Popular culture gives these students—many of whom are clueless about those who are different from themselves—a false sense of race relations, says Charles A. Gallagher, an associate professor of sociology at Georgia State University who studies white attitudes about race.
“People who are 18 to 20 have been raised in a cultural environment with ‘Cosby Show’ re-runs, hip hop, identifying with black characters, they have gone through the multicultural training—for whatever it’s worth—in school,” he says. “They have the perception that they are not only not racist, but they share a kind of social space with non-whites through the media, so they think race doesn’t matter anymore, which just isn’t the case.”
“These pranks reflect the students’ idea that we are in a post-race society and we can make fun of everyone, and make fun of everything,” Gallagher says. “So they don’t see the difference between a ‘ghetto’ party and a toga party.”
Not only are students unaware of the feelings of minority students, many have so little sense of history that they don’t know instinctively that images like lynching aren’t going to be looked at casually by black people. And for all the talk about how colleges these days focus on multiculturalism, experts points out that most white students never study minority history in a sophisticated way or have any sustained focus on race relations.

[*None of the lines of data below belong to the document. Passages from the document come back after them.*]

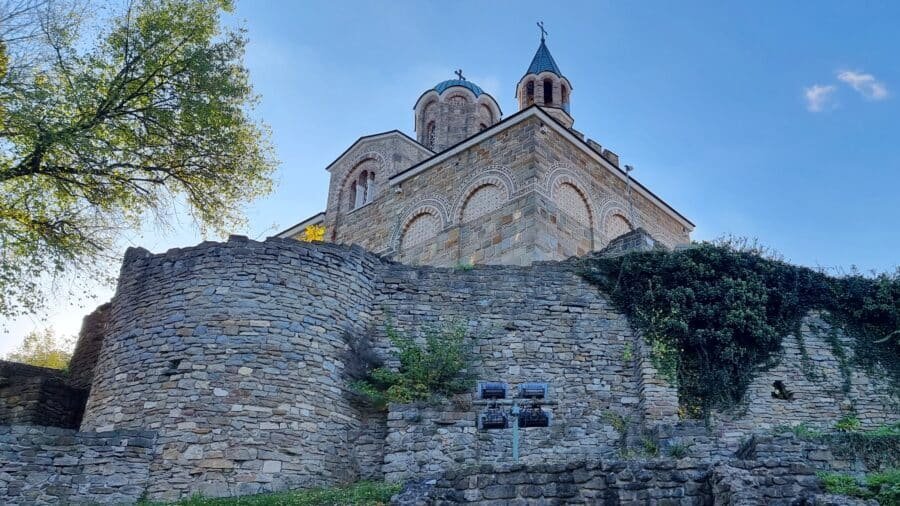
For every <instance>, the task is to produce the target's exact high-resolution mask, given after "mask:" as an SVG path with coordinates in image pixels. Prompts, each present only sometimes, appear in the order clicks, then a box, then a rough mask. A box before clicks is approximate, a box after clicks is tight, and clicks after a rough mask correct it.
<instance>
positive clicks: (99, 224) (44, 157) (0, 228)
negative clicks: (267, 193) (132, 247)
mask: <svg viewBox="0 0 900 506" xmlns="http://www.w3.org/2000/svg"><path fill="white" fill-rule="evenodd" d="M95 10H96V9H93V8H92V6H91V5H87V6H85V5H82V4H79V3H65V1H64V0H63V1H49V0H16V1H14V0H0V22H2V24H3V27H0V42H2V46H0V64H2V66H3V67H5V69H3V70H4V72H3V73H2V74H0V104H2V105H3V109H2V111H0V114H2V115H0V315H4V316H15V315H18V314H22V313H27V312H33V311H35V310H37V309H39V308H40V307H41V305H42V304H43V302H44V300H43V297H42V294H43V291H42V290H41V288H42V286H43V284H42V281H43V279H44V277H45V276H46V275H48V274H50V275H53V274H55V273H62V272H70V273H71V272H73V271H74V272H76V273H78V274H80V275H81V276H85V275H90V276H93V274H94V273H96V272H97V269H98V265H100V264H99V263H98V260H102V259H103V258H107V257H108V256H110V255H111V254H112V248H113V246H114V245H115V244H116V241H117V239H119V238H120V237H121V234H122V233H123V232H124V231H126V230H129V229H134V228H136V227H138V226H140V225H141V224H142V223H143V222H144V221H145V220H147V219H148V218H150V219H156V220H157V221H158V222H159V223H162V224H165V223H166V222H167V217H168V216H171V215H172V213H174V212H176V211H178V210H181V209H186V210H187V213H188V214H189V215H190V216H191V217H192V218H193V219H194V220H195V222H196V224H197V225H199V227H200V229H201V231H203V232H204V233H206V232H216V233H224V232H225V231H227V230H228V229H229V228H231V227H234V226H236V225H239V224H241V223H242V213H241V204H244V203H246V202H249V201H250V200H252V199H254V198H256V197H258V196H261V195H264V194H266V193H268V192H269V191H271V180H270V175H271V172H272V171H273V169H274V167H275V160H274V157H273V154H272V150H271V147H270V145H269V142H268V138H269V133H268V130H267V128H266V126H265V125H263V124H262V123H261V122H259V121H258V120H256V119H254V118H253V117H252V116H251V115H250V114H251V109H252V107H253V105H254V104H255V102H256V96H255V95H254V93H253V90H252V88H251V86H250V82H249V77H248V73H247V69H246V68H245V67H244V64H243V55H244V48H245V45H246V42H247V39H246V37H245V35H244V32H243V31H242V30H234V29H226V28H224V27H223V26H222V20H221V17H222V15H223V13H226V12H230V11H231V10H232V3H231V2H230V1H228V0H135V1H134V2H132V3H131V4H130V5H128V6H127V8H125V9H124V10H123V11H122V12H118V13H112V14H111V15H109V16H104V17H99V16H90V15H85V13H93V12H94V11H95ZM95 25H96V27H97V28H96V30H95V29H94V26H95ZM91 32H95V33H97V34H98V35H97V36H96V39H95V40H93V41H91V40H86V38H85V37H84V36H81V37H79V36H78V34H84V33H91Z"/></svg>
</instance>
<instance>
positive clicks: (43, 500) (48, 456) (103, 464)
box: [0, 426, 155, 506]
mask: <svg viewBox="0 0 900 506" xmlns="http://www.w3.org/2000/svg"><path fill="white" fill-rule="evenodd" d="M154 437H155V434H154V433H153V432H148V431H140V430H138V431H111V432H103V433H82V432H77V431H75V430H69V429H57V428H52V427H31V426H0V500H2V502H3V504H6V505H9V506H17V505H22V506H25V505H28V506H31V505H35V504H60V503H61V504H98V503H113V504H132V503H135V502H137V501H138V500H139V499H140V498H141V497H142V496H143V494H144V490H145V489H146V487H147V480H148V477H149V474H150V461H151V459H152V448H153V443H154Z"/></svg>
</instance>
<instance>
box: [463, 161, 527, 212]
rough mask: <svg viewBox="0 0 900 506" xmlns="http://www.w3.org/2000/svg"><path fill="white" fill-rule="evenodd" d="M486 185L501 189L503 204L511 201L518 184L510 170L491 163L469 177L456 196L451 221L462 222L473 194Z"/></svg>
mask: <svg viewBox="0 0 900 506" xmlns="http://www.w3.org/2000/svg"><path fill="white" fill-rule="evenodd" d="M485 186H496V187H497V188H499V189H500V191H501V194H502V199H503V202H501V203H500V205H501V206H502V205H503V204H505V203H506V202H509V200H510V199H511V198H512V196H513V195H514V194H515V193H516V184H515V182H514V181H513V178H512V176H511V175H510V174H509V171H507V170H506V169H505V168H503V167H501V166H498V165H491V166H490V167H489V168H488V170H485V171H483V172H480V173H478V175H476V176H475V177H473V178H471V179H469V181H468V182H467V183H466V185H465V186H464V187H463V190H462V191H461V192H460V193H459V196H458V197H457V198H456V204H454V205H453V211H452V213H451V214H450V218H451V222H452V223H453V224H459V223H462V215H463V212H465V210H466V205H467V204H468V203H469V201H470V199H471V198H472V196H473V195H475V193H477V192H479V191H480V190H482V189H483V188H484V187H485ZM497 207H500V206H497ZM495 209H496V208H495ZM492 210H493V209H490V210H488V211H487V212H490V211H492Z"/></svg>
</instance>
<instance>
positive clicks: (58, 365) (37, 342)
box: [6, 328, 74, 369]
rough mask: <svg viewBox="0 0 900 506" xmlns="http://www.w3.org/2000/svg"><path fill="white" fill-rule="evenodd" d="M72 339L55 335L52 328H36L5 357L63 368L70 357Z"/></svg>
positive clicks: (37, 363) (71, 350) (53, 366)
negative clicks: (18, 348)
mask: <svg viewBox="0 0 900 506" xmlns="http://www.w3.org/2000/svg"><path fill="white" fill-rule="evenodd" d="M73 341H74V339H73V338H71V337H61V336H57V335H56V333H55V332H53V329H52V328H46V329H44V330H40V331H37V330H36V331H33V332H30V333H28V334H27V335H26V336H25V339H24V340H23V341H22V345H21V346H19V349H18V351H15V352H13V353H10V354H9V355H7V356H6V358H7V360H12V361H13V362H22V363H23V364H30V365H36V366H38V367H49V368H51V369H65V368H66V366H67V365H69V360H70V359H71V358H72V346H73Z"/></svg>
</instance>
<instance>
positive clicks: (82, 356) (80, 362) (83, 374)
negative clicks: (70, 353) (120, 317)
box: [68, 303, 110, 390]
mask: <svg viewBox="0 0 900 506" xmlns="http://www.w3.org/2000/svg"><path fill="white" fill-rule="evenodd" d="M109 308H110V304H109V303H106V304H103V305H101V306H98V307H97V309H95V310H94V312H92V313H91V314H89V315H87V316H85V317H84V320H83V321H82V323H81V331H80V332H79V333H78V343H77V345H76V346H75V351H74V352H73V353H72V360H71V361H69V378H68V381H69V384H70V385H72V386H74V387H76V388H82V389H85V390H90V388H91V383H93V381H94V367H95V366H96V365H97V356H98V355H99V354H100V349H101V348H102V347H103V338H104V336H105V335H106V326H107V325H108V323H109Z"/></svg>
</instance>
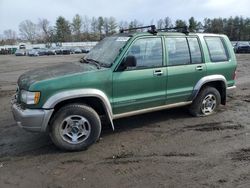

“It’s true that colleges do a lot more than they used to, and that’s a good thing, but at most places, those efforts aren’t as extensive as you might think,” says Amanda Lewis, associate professor of African-American studies at the University of Illinois at Chicago and co-author of Challenging Racism in Higher Education: Promoting Justice. “Maybe they do something that first weekend during orientation. But for most students, they come in, go to the diversity session, and then move on with their lives.”
Even students who seek out information about minority groups know very little going in, she says. Lewis teaches a 200-level course on racial and ethnic history, and many students start with a “very superficial” knowledge of key events, she says. In elementary and high school, “they learn a little about slavery and a little about Martin Luther King,” Lewis says, and their overall “historical amnesia” means that they don’t understand why race matters.
While Tatum, of Spelman, agrees that many students are ignorant, she also says that there are students who intentionally seek to hurt. “Certainly there is thoughtlessness,” she says. “But we’re also in a climate in our society that is supportive of harassing events. Listen to talk radio. We are at this moment in a time when people feel free to make these kinds of comments.”
Caryn McTighe Musil, vice president for diversity, equity and global initiatives at the Association of American Colleges and Universities, also sees societal changes playing a role in the campus climate. “We’ve gone through a political period in the country where we have drifted away from a focus on social conscience and social responsibility,” she says. “We have been counseled from a variety of locations—political, corporate, elsewhere—to think about what I am and what I need, not about others. I think that feeds into it.”
Others point to other kinds of context in understanding these incidents. George Kuh constantly reviews
data about student attitudes through his work with the National Survey of Student Engagement, which is conducted by the Indiana University Center for Postsecondary Research, which he directs. Survey results indicate that students become less comfortable as they enroll at colleges “where the racial complexity increases.” While their comfort level increases over time, that’s not the case initially, he says.